This appears to be a hate-letter to Jerry Lewis’s Muscular dystrophy fund-raising efforts, written prior to the telethons and well before public sentiment turned against Lewis’ methods.
“The Short-Short Story of Mankind” • (1957) • short story by John Steinbeck
Humans will embrace progress once they try all possible alternatives.
I was briefly surprised that Steinbeck had published a new story in 1957 because I momentarily confused him with Mark Twain . The joke is in how predictable the events are. At least the joke does not overstay its welcome.
From Science Fiction to Science Fact: The Universe • (1959) • essay by Judith Merril
The person on the street must now deal with issues long explored in SF.
Man in Space • (1958) • essay by Daniel Lang
A study of the challenges inherent in keeping humans alive and sane in space.
“Rockets to Where?” • (1959) • essay by Judith Merril
Musings on the evolution of space flight in the public mind.

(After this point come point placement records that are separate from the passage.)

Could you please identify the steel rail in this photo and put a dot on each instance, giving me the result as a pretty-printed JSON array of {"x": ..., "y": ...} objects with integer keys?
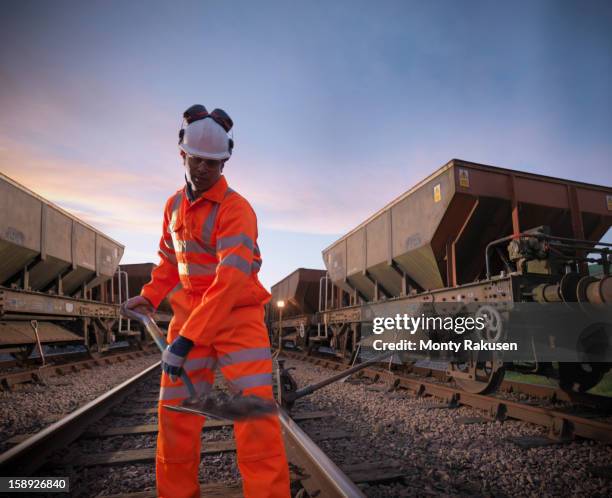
[
  {"x": 324, "y": 478},
  {"x": 9, "y": 379},
  {"x": 31, "y": 454},
  {"x": 561, "y": 425}
]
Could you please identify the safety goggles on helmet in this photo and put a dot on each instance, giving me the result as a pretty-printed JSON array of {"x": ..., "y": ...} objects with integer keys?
[{"x": 202, "y": 162}]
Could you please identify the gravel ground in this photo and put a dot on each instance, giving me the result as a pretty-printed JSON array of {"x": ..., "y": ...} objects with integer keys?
[
  {"x": 442, "y": 456},
  {"x": 31, "y": 407}
]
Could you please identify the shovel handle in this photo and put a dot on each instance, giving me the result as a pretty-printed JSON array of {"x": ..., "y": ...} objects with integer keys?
[{"x": 159, "y": 339}]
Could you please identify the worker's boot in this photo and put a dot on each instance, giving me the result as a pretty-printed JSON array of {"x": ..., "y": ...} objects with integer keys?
[{"x": 222, "y": 406}]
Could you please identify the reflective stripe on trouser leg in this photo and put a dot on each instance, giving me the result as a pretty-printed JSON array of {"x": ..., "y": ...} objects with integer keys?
[
  {"x": 178, "y": 440},
  {"x": 243, "y": 351}
]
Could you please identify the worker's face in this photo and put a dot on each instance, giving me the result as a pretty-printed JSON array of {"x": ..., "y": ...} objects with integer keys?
[{"x": 203, "y": 173}]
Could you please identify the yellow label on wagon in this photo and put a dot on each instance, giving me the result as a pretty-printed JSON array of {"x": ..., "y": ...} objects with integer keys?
[{"x": 464, "y": 178}]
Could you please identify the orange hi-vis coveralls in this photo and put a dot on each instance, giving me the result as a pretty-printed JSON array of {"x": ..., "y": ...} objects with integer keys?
[{"x": 208, "y": 267}]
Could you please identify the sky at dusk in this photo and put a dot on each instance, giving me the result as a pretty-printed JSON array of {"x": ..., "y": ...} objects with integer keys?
[{"x": 338, "y": 106}]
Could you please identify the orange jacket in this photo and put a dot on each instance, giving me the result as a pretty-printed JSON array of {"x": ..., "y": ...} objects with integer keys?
[{"x": 209, "y": 247}]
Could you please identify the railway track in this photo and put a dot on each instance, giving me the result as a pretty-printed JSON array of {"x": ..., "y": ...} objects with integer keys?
[
  {"x": 64, "y": 365},
  {"x": 107, "y": 448},
  {"x": 565, "y": 417}
]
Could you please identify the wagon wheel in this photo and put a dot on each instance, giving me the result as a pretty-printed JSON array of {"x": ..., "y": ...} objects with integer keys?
[
  {"x": 486, "y": 375},
  {"x": 23, "y": 354}
]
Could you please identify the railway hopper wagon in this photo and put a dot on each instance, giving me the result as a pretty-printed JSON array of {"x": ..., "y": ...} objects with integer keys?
[
  {"x": 291, "y": 311},
  {"x": 56, "y": 275},
  {"x": 476, "y": 239}
]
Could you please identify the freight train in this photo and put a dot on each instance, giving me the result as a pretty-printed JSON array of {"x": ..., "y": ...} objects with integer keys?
[
  {"x": 59, "y": 282},
  {"x": 469, "y": 240}
]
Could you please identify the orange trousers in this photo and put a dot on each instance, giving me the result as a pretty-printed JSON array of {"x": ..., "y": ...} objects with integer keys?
[{"x": 242, "y": 351}]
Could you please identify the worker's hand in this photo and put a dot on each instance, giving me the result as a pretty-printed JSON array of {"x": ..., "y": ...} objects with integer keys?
[
  {"x": 140, "y": 304},
  {"x": 174, "y": 357}
]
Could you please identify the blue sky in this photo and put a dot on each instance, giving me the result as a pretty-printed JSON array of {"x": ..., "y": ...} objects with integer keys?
[{"x": 338, "y": 106}]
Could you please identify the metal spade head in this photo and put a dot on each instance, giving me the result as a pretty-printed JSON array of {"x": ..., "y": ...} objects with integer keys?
[{"x": 222, "y": 407}]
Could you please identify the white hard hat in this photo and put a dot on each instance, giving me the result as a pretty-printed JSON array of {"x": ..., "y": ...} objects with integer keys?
[{"x": 206, "y": 138}]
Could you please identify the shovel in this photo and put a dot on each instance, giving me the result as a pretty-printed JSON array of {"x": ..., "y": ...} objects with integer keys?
[{"x": 218, "y": 407}]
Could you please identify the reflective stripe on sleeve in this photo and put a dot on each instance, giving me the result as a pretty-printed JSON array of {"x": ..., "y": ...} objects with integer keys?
[
  {"x": 246, "y": 381},
  {"x": 252, "y": 354},
  {"x": 195, "y": 269},
  {"x": 169, "y": 244},
  {"x": 194, "y": 247},
  {"x": 233, "y": 241},
  {"x": 169, "y": 257},
  {"x": 200, "y": 363},
  {"x": 176, "y": 204},
  {"x": 209, "y": 225},
  {"x": 177, "y": 287},
  {"x": 236, "y": 261},
  {"x": 181, "y": 392}
]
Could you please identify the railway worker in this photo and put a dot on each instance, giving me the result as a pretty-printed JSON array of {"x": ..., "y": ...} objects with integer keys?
[{"x": 208, "y": 250}]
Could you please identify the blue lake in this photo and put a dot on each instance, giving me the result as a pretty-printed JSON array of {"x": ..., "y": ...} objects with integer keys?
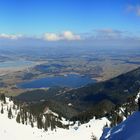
[{"x": 71, "y": 80}]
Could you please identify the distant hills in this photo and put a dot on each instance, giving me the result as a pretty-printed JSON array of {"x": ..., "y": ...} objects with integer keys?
[{"x": 96, "y": 99}]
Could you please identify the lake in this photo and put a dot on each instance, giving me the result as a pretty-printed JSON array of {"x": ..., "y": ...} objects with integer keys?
[
  {"x": 71, "y": 80},
  {"x": 18, "y": 63}
]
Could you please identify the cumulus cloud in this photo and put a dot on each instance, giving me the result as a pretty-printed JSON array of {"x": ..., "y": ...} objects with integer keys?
[
  {"x": 134, "y": 8},
  {"x": 10, "y": 36},
  {"x": 66, "y": 35}
]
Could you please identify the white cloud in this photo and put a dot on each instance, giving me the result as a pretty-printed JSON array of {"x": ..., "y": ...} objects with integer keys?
[
  {"x": 10, "y": 36},
  {"x": 134, "y": 8},
  {"x": 66, "y": 35}
]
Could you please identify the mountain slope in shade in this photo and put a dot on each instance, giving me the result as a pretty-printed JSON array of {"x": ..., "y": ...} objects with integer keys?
[
  {"x": 127, "y": 130},
  {"x": 11, "y": 130}
]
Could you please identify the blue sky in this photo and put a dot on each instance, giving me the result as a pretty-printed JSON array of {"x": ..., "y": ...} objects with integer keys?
[{"x": 55, "y": 20}]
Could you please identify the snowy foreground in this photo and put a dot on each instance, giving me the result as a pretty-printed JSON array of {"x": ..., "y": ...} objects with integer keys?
[
  {"x": 127, "y": 130},
  {"x": 10, "y": 129}
]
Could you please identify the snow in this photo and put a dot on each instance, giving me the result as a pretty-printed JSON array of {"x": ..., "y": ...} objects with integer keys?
[
  {"x": 10, "y": 129},
  {"x": 127, "y": 130}
]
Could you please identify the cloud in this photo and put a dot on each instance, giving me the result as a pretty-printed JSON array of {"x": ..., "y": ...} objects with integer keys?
[
  {"x": 134, "y": 8},
  {"x": 108, "y": 33},
  {"x": 66, "y": 35},
  {"x": 10, "y": 36}
]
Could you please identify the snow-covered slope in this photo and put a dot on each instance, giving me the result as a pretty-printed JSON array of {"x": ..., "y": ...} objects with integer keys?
[
  {"x": 127, "y": 130},
  {"x": 10, "y": 129}
]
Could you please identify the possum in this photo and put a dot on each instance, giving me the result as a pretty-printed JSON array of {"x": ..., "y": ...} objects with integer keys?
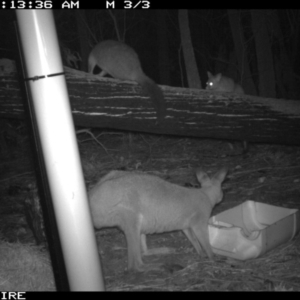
[{"x": 122, "y": 62}]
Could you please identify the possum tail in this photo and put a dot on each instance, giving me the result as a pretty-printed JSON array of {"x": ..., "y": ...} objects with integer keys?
[{"x": 156, "y": 96}]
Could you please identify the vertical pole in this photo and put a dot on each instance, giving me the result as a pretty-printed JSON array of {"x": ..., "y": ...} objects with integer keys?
[{"x": 47, "y": 85}]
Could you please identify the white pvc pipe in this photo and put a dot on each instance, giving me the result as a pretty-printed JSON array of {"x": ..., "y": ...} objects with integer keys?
[{"x": 59, "y": 146}]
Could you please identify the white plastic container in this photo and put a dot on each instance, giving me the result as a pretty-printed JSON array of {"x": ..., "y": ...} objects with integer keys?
[{"x": 251, "y": 229}]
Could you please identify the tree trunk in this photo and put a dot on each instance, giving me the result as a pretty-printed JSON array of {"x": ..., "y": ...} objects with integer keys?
[
  {"x": 193, "y": 77},
  {"x": 109, "y": 103},
  {"x": 264, "y": 54}
]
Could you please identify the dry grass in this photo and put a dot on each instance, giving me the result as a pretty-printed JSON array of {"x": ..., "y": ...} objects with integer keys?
[
  {"x": 268, "y": 173},
  {"x": 25, "y": 267}
]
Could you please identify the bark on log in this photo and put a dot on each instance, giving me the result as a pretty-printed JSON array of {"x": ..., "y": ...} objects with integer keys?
[{"x": 109, "y": 103}]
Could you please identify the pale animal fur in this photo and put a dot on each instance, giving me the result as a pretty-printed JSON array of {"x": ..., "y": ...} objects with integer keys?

“The Thunder-Thieves” • (1958) • poem by Isaac Asimov
Reality purloins ideas from SF.
“The Thunder-Thieves (afterword)” • [Asimov’s Essays: Own Work] • essay by Isaac Asimov
Musings on the realization of science fiction ideas.
“The Year’s S‑F, Summation and Honorable Mentions” (SF: The Year’s Greatest Science Fiction and Fantasy: 4th Annual Volume) • (1959) • essay by Judith Merril
A report on the state of science fiction in the late fifties, as well as a reading list of works almost good enough for inclusion.
1: Although my favourite Steinbeck is The Log from the Sea of Cortez, Steinbeck’s collected letters are worth a glance, if only for the one in which, if memory serves, he expresses mild surprise that his current wife dislikes being cheated on as much as had his previous wife.